Program volunteers inspect boats for invasive aquatic plants at 64 public boat ramps on 50 New Hampshire lakes.
All the volunteer effort has played a big part in why we are starting to gain on the battle. We were beleaguered ten, fifteen years ago but now we’re seeing volunteers are really helping us locate it.
Not only do volunteers search for milfoil, but they educate boaters to be on the look out for suspicious looking plants.
The Lake Host Program can expand thanks to $90,000 of federal money.
One of its new projects is a pilot program in which
Lake Host workers give stickers to boaters who have their boats inspected.

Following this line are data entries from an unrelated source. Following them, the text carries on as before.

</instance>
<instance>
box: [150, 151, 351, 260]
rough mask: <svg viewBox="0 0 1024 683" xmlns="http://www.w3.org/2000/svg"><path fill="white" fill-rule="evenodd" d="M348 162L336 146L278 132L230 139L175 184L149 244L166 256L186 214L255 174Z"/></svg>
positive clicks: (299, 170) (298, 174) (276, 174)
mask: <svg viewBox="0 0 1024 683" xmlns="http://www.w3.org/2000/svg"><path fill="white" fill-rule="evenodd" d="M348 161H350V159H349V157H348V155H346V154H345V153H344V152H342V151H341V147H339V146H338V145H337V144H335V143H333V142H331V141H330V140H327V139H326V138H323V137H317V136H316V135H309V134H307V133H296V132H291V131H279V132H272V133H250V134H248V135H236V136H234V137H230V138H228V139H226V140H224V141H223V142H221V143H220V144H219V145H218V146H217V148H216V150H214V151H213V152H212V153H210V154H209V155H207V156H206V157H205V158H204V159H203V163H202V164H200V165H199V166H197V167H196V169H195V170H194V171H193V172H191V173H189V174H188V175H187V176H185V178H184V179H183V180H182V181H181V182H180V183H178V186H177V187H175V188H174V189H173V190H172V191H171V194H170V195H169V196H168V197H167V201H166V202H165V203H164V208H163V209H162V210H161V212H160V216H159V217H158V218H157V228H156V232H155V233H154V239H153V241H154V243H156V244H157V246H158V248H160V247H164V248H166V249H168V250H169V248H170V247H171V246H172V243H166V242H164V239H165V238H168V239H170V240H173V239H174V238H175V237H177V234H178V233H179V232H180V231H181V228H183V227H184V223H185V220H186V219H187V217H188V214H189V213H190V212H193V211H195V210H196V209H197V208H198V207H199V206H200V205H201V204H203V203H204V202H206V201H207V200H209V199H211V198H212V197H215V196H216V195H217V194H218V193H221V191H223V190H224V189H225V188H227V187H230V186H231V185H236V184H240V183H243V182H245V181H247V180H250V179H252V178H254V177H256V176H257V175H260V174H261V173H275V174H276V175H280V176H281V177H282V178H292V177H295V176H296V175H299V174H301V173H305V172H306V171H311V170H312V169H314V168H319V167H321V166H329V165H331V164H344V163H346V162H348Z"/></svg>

The sticker is currently free and voluntary and officials say it serves primarily as an educational tool.
It simply shows that the boater is aware of New Hampshire's milfoil problem.
But next door in Maine, officials have taken an even more active approach.
Maine charges ten dollars to in-staters and fifteen dollars to out-of-staters for a yearly permit.
Unlike in New Hampshire, a boater must have the permit sticker in order to be on Maine's lakes.
John McPhedron from the Maine Department of Environmental Protection says the revenue from the sticker is critical to the State’s work on invasive aquatic plants.
The sticker has provided the funding mechanism not just for those of us working here but we contract out a lot of our work, for running the inspection program for example, for running our invasive plant patrol program, which is modeled off of New Hampshire’s weed watcher program and for providing funds to local efforts to control and manage invasive aquatic plants.
The New Hampshire Lakes Association is looking into following Maine’s example, but this will not happen in the near future.
Thanks to the federal grants, New Hampshire currently has other sources of revenue to fund its invasive aquatic species programs.
For NHPR News, this is Rakhee Vemulapalli.